How Chairlift’s Caroline Polachek Landed a Track on ‘Beyonce’
Like the rest of the world, Chairlift frontwoman Caroline Polachek was pleasantly surprised to learn that Beyoncé dropped an album last night. But unlike the vast majority of us, she got the extra shock of finding out that Beyoncé included a track, “No Angel,” on which she’d worked.
“A friend of mine texted me at midnight saying ‘congratulations,'” says Polachek with a laugh. “I was, like, ‘why?'” She adds, “I had no clue it was coming.”
So how exactly did Beyoncé come to collaborate with an avant-garde leaning indie-rock siren? Chalk it up to family connections. Polachek’s Chairlift bandmate Patrick Wimberly had recently been playing drums for Solange Knowles, and was helping with a show Beyoncé’s younger sister put on last spring at Manhattan’s Museum of Modern Art. He was then asked to come along with the Knowleses on a tour of the MoMA’s private collection. During that tour, explains Polachek, Beyoncé mentioned to her bandmate “that she loved Chairlift and would love to get in the studio some time.”

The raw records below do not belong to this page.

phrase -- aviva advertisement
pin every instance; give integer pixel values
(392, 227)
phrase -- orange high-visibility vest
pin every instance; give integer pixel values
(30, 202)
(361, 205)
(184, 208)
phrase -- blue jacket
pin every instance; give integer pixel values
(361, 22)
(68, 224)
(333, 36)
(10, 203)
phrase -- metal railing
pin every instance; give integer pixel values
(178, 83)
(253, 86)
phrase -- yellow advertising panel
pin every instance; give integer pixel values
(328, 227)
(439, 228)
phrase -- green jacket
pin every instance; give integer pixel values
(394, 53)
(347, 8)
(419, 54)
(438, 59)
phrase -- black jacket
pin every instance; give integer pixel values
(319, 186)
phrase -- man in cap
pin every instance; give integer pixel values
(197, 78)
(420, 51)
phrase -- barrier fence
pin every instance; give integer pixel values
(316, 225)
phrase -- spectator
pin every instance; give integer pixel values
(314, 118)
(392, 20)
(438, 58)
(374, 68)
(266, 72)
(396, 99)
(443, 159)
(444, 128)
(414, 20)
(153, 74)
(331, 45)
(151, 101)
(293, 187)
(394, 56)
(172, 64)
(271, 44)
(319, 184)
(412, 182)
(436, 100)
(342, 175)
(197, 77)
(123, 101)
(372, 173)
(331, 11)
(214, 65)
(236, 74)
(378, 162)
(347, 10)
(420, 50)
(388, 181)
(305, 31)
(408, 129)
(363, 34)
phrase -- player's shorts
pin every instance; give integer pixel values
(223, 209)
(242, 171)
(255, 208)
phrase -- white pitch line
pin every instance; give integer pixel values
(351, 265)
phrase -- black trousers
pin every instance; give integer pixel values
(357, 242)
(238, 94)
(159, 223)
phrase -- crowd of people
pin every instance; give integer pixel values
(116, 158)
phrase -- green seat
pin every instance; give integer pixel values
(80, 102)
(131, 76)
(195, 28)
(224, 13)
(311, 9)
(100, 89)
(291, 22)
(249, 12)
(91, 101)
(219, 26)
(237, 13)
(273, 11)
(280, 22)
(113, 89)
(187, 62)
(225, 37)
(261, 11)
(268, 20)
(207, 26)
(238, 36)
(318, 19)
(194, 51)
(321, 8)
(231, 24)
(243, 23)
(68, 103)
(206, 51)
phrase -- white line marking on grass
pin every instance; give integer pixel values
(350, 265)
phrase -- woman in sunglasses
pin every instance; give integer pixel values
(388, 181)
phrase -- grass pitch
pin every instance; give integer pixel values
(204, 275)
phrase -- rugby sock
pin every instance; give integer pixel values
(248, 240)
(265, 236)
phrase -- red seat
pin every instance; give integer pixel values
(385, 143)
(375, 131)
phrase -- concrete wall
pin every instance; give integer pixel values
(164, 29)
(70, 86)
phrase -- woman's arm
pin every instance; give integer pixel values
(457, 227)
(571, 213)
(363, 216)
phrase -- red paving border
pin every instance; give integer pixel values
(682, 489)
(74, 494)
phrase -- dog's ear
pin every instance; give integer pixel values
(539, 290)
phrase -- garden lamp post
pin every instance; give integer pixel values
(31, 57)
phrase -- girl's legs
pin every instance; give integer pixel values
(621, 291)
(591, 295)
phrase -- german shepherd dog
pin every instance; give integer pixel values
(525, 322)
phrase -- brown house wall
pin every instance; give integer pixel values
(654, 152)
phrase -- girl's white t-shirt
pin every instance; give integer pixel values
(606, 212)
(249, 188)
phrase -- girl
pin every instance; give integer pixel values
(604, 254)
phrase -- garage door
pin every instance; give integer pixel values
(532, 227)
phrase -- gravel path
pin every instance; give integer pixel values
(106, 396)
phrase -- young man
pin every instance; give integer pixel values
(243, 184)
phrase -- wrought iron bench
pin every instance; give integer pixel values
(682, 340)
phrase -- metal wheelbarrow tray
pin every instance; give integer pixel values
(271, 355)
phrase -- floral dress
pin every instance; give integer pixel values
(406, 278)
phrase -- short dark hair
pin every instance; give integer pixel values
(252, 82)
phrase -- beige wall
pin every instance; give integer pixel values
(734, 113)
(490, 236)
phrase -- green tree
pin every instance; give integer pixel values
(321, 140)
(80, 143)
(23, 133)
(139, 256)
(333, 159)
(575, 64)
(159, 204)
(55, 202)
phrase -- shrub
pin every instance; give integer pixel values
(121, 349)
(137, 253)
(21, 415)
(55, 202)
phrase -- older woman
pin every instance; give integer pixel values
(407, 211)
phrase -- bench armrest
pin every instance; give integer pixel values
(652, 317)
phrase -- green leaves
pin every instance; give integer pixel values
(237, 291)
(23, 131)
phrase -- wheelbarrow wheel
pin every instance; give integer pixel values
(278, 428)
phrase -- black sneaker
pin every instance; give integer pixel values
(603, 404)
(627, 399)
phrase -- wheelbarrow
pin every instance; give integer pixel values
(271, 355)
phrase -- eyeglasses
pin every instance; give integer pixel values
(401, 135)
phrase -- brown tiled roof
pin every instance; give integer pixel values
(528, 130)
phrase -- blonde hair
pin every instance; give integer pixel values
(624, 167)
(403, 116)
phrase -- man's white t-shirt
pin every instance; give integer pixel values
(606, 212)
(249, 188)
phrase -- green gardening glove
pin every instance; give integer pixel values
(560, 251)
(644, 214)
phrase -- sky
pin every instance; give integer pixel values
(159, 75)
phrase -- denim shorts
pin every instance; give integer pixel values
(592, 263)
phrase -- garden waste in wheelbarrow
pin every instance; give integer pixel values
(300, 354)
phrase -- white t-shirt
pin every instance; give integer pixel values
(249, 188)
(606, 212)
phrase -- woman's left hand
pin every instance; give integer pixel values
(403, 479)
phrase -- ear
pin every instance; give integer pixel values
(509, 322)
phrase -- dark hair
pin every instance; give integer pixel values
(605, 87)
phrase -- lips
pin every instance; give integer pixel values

Not one to let an amazing opportunity go to waste, Wimberly followed up with Beyoncé’s people, and he and Polachek were invited to a Manhattan studio to work on potential tracks for the superstar. “We camped out there for about a week,” says Polachek. “Right when we were giving [Beyoncé’s team] all the tracks, I threw in one I’d written on my laptop while we were touring in the U.K. I had all the production, I was just missing a verse. I thought it could be a good album track for Chairlift, but it would be incredibly sexy if Beyoncé did it.”
About two weeks ago, remembers Polachek, whose efforts on “No Angel” garnered her a songwriting and production credit, heard a version of the track. “It was slightly different from the album version,” she says. Comparing Beyoncé’s treatment to her original treatment, Polachek notes that, “Her groove was different—my vocals were jumpier, and her’s were more like panting. And in my version the synths detuned really quickly for a second; she did the same thing but with her voice. It sounds like the whole song melts. It’s amazing.”
As for the rest of Beyoncé, Polachek, who has previously collaborated with the likes of indie standouts Blood Orange and Delorean, is so far just as impressed as everyone else. “If this is what pop music is in 2014,” she says, “then I’m really excited to be alive.”